Attributed to Willem van der Vliet (Delft c. 1584-1642)
Attributed to Willem van der Vliet (Delft c. 1584-1642)

A scholar in his study - an allegory?

Details
Attributed to Willem van der Vliet (Delft c. 1584-1642)
A scholar in his study - an allegory?
oil on panel
16 5/8 x 24 ½ in. (42.2 x 62.2 cm.)

Lot Essay

The composition of this enigmatic picture has been the object of great interest since the appearance, in 1983, of the signed and dated canvas by Willem van der Vliet (sold Sotheby’s, New York, 17 January 2011, lot 141). While our knowledge of van der Vliet’s life is somewhat limited, he gained enough acclaim in his own lifetime to be included in Dirck van Bleyswijck's Beschryvinge der stadt Delft published in 1667. He studied with Michiel van Mierevelt and joined the Delft painter's guild in 1615. While renowned as a portraitist, his career began as a history painter, which in the seventeenthcentury Netherlands included mythological and allegorical themes. Of only six such paintings known to us today, the subject of present Scholar in his study is undoubtedly the most intriguing.
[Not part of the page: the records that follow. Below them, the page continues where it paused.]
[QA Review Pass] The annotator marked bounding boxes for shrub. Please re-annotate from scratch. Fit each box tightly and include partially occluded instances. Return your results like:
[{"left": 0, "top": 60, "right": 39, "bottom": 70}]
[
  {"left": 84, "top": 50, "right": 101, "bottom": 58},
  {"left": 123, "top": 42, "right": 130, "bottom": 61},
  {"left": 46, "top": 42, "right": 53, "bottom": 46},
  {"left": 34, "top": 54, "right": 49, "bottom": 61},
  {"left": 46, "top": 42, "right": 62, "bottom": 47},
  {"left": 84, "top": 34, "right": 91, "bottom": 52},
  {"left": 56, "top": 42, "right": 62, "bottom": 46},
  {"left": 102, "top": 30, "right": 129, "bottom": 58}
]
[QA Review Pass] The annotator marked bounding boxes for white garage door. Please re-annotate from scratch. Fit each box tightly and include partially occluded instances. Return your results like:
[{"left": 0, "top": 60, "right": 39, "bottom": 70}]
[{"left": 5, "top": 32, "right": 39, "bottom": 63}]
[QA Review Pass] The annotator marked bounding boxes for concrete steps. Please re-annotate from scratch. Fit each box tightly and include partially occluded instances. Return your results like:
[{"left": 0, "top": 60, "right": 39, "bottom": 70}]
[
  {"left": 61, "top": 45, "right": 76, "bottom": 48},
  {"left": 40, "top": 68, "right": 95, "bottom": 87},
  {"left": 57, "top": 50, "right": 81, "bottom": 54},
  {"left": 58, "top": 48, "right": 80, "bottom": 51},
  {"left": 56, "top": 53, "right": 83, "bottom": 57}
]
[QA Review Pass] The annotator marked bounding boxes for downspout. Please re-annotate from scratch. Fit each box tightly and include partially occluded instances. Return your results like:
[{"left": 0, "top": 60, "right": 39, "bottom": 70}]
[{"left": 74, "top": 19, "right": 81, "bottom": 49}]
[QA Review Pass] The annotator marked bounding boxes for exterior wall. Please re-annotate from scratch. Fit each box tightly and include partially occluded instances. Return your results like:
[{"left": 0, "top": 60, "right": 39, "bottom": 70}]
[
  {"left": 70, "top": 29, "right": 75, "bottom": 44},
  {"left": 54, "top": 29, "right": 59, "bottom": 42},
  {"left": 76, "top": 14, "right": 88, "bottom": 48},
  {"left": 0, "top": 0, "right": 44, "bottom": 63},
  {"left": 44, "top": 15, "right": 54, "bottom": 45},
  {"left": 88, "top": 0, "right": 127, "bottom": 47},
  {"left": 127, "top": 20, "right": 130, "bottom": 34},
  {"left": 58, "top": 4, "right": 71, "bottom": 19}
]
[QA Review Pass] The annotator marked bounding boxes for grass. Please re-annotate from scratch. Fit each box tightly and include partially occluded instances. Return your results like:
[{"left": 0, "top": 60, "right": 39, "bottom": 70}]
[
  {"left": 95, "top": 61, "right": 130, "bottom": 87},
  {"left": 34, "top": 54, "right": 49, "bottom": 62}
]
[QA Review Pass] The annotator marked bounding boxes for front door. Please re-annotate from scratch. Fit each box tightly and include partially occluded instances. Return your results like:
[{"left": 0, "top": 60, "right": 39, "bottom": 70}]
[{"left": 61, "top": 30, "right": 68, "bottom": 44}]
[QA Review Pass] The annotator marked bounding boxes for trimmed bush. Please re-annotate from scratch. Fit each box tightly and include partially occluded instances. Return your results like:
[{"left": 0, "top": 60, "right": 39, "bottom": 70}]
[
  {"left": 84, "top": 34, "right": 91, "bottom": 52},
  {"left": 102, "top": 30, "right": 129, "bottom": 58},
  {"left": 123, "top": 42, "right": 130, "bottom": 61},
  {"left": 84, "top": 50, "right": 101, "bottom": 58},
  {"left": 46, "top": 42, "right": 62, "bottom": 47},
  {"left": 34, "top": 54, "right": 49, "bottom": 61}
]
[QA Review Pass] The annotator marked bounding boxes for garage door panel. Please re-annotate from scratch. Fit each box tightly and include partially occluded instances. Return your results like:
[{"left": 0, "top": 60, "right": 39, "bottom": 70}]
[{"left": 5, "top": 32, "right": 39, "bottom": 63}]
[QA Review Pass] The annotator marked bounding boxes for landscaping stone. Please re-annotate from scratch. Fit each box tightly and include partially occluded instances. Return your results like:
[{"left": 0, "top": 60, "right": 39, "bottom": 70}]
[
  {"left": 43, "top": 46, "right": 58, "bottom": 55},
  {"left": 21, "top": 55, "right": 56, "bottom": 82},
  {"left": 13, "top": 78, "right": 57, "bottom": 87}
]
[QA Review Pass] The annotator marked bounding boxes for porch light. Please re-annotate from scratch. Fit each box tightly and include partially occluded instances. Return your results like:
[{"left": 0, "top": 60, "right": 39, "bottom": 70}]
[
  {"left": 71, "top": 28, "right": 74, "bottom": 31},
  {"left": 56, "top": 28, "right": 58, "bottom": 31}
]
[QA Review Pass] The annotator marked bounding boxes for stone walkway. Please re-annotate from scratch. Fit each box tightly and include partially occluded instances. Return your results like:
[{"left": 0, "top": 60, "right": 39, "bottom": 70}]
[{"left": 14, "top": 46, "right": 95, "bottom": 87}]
On the iconography, much has been proposed: Leonard Slatkes suggested the concept of a playwright surrounded by his actors, a type of portrait historié (Holländische Malerei in neuem Licht: Hendrick ter Brugghen und seine Zeitgenossen, exhibition catalogue, Utrecht and Brunswick 1986-1987, no. 79), while Christina Wansinck proposed the man representing ‘the steadfast philosopher’ and the woman ‘earthly love’ (‘Some History and Genre Paintings by Willem van der Vliet’, Hoogsteder-Naumann Mercury, no. 6, 1987, pp. 4-5), which was questioned by Walter Liedtke, who cited the tradition of masks as associations to fraud and deceit (Vermeer and the Delft School, exhibition catalogue, New York and London 2001, pp. 56-58 and 418-420, no. 85). No doubt allegorical, this picture is related to two other known representations of scholars by van der Vliet: Teacher instructing his pupils (Private collection, London; see Wansink, op. cit., pp. 3-10) and Philosopher and his pupils (Moray, Brodie Castle, loc. cit.). On the latter is a paper inscribed with ancient dramatist Menander’s one-verse proverb in Latin: ‘The aim of good education is virtue.’ With the influence of Neostoicism in the late sixteenth and early seventeenth-century Netherlands, the theme may be didactic as an allegory of vice and virtue; surrounded by figures seemingly representing masked temptations - the man with the talon purse a symbol of the vanity of riches, and the woman of lust - the scholar may perhaps be explaining the virtues of knowledge and thus seemingly enlighten the female figure through education, with the removal of her mask implying her realisation.